The thing that trips most beginners up isn’t the growing — plants mostly want to grow — it’s water. Pots have a small reservoir of compost and dry out fast, especially terracotta in a breeze, so the single biggest favour you can do your plants is check them daily in summer and water before they wilt. Get that right and the rest is forgiving.
It’s worth being honest that a few balcony pots won’t replace your weekly shop. What they will do is reconnect you to where food comes from, give you the freshest possible herbs and leaves, and quietly cut the plastic punnets and air-freighted basil out of your routine. Start with one or two crops you actually like to eat, learn your spot for a season, and expand from there — that’s how a hobby grower turns into someone with a genuinely productive balcony.
How to do it
- Pick the sunniest spot you have — a balcony, windowsill or doorstep that gets at least 5–6 hours of light. South or west-facing is ideal; north-facing suits leafy greens and herbs only.
- Grab a few containers at least 20–30 cm deep with drainage holes. Old buckets, fabric grow-bags, a window box or a recycled crate lined with cardboard all work — no need for matching terracotta.
- Fill them with peat-free potting compost (not garden soil — it compacts in pots). Mix in a handful of slow-release organic feed if you have it.
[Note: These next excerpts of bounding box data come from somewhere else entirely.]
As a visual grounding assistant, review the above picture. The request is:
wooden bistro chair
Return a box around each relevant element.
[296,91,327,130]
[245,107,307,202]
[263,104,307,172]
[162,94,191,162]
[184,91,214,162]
- Start with easy, forgiving crops: cut-and-come-again salad leaves, radishes, bush tomatoes, courgettes, chillies, and herbs like basil, mint and chives.
- Sow or plant according to the packet, water in well, and keep the compost damp but not waterlogged — pots dry out far faster than open ground, so check daily in summer.
- Harvest little and often. Picking salad leaves and herbs regularly tells the plant to keep producing.
Pro tips & pitfalls
- Group pots together rather than spreading them out — they shade each other's roots, hold humidity and dry out more slowly on hot days.
- Tomatoes, chillies and courgettes are hungry: a weekly liquid feed (diluted comfrey, nettle tea or a shop tomato feed) from flowering onwards makes a huge difference to the harvest.
- Don't over-buy plants on day one. One tomato, a pot of salad and a couple of herbs is a genuine success — scale up next year once you know your spot.
What it's good for
Good for the planet
- Cuts CO₂ A pot of basil or salad leaves skips the refrigerated transport, plastic clamshell and supermarket trip that bagged herbs and leaves rack up.
- Cuts waste You snip exactly what you need, so no half-used bag of coriander slowly liquefying in the fridge drawer.
Good for you
- Boosts health Homegrown salad and herbs are picked minutes before eating, so they keep more flavour and nutrients — and tending pots is a gentle, mood-lifting daily habit.
- Saves money A €3 packet of salad seed yields months of cut-and-come-again leaves; a single supermarket bag costs €1–2 and is gone in two meals.
- Grows skills Container growing teaches you the basics — sun, water, feeding, harvesting — on a low-stakes scale you can build on each season.